If you thought the rampant spread of text-based fake news was as bad as it could get, think again. Generating fake news videos that are undistinguishable from real ones is growing easier by the day.
A team of computer scientists at the University of Washington have used artificial intelligence to render visually convincing videos of Barack Obama saying things he’s said before, but in a totally new context.
In a paper published this month, the researchers explained their methodology: Using a neural network trained on 17 hours of footage of the former US president’s weekly addresses, they were able to generate mouth shapes from arbitrary audio clips of Obama’s voice. The shapes were then textured to photorealistic quality and overlaid onto Obama’s face in a different “target” video. Finally, the researchers retimed the target video to move Obama’s body naturally to the rhythm of the new audio track.
This isn’t the first study to demonstrate the modification of a talking head in a video. As Quartz’s Dave Gershgorn previously reported, in June of last year, Stanford researchers published a similar methodology for altering a person’s pre-recorded facial expressions in real-time to mimic the expressions of another person making faces into a webcam. The new study, however, adds the ability to synthesize video directly from audio, effectively generating a higher dimension from a lower one.

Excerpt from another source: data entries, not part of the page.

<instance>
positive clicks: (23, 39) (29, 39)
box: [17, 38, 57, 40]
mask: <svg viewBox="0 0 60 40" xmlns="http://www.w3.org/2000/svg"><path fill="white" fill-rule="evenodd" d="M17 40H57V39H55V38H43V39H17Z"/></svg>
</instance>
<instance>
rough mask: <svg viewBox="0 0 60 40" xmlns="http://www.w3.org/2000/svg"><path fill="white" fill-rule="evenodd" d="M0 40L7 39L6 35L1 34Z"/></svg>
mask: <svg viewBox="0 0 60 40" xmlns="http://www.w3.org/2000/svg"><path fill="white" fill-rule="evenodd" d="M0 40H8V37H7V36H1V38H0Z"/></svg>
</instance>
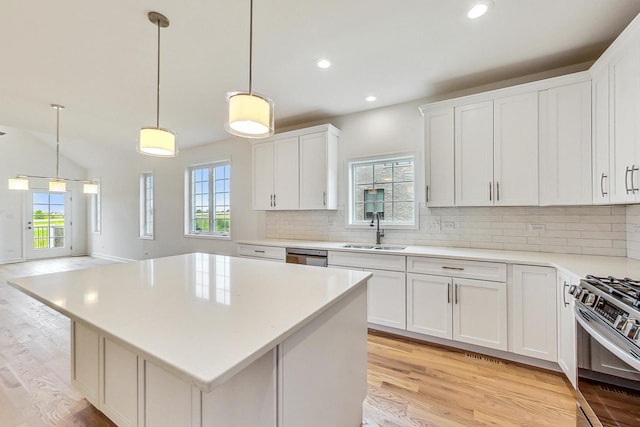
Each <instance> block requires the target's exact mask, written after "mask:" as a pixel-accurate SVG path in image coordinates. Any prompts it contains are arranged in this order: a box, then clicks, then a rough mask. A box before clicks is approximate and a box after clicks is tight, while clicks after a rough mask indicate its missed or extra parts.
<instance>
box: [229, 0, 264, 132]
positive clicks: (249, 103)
mask: <svg viewBox="0 0 640 427" xmlns="http://www.w3.org/2000/svg"><path fill="white" fill-rule="evenodd" d="M250 6H251V11H250V13H249V92H232V93H229V94H227V110H228V117H227V123H226V124H225V129H226V130H227V132H229V133H230V134H232V135H236V136H241V137H245V138H264V137H267V136H271V135H273V132H274V125H273V101H272V100H271V99H269V98H267V97H266V96H262V95H260V94H257V93H255V92H253V0H250Z"/></svg>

In their paper, the researchers pointed to several practical applications of being able to generate high quality video from audio, including helping hearing-impaired people lip-read audio during a phone call or creating realistic digital characters in the film and gaming industries. But the more disturbing consequence of such a technology is its potential to proliferate video-based fake news. Though the researchers used only real audio for the study, they were able to skip and reorder Obama’s sentences seamlessly and even use audio from an Obama impersonator to achieve near-perfect results. The rapid advancement of voice-synthesis software also provides easy, off-the-shelf solutions for compelling, falsified audio.
There is some good news. Right now, the effectiveness of this video synthesis technique is limited by the amount and quality of footage available for a given person. Currently, the paper noted, the AI algorithms require at least several hours of footage and cannot handle certain edge cases, like facial profiles. The researchers chose Obama as their first case study because his weekly addresses provide an abundance of publicly available high-definition footage of him looking directly at the camera and adopting a consistent tone of voice. Synthesizing videos of other public figures that don’t fulfill those conditions would be more challenging and require further technological advancement. This buys time for technologies that detect fake video to develop in parallel. As The Economist reported earlier this month, one solution could be “to demand that recordings come with their metadata, which show when, where and how they were captured. Knowing such things makes it possible to eliminate a photograph as a fake on the basis, for example, of a mismatch with known local conditions at the time.”
But as the doors for new forms of fake media continue to fling open, it will ultimately be left to consumers to tread carefully.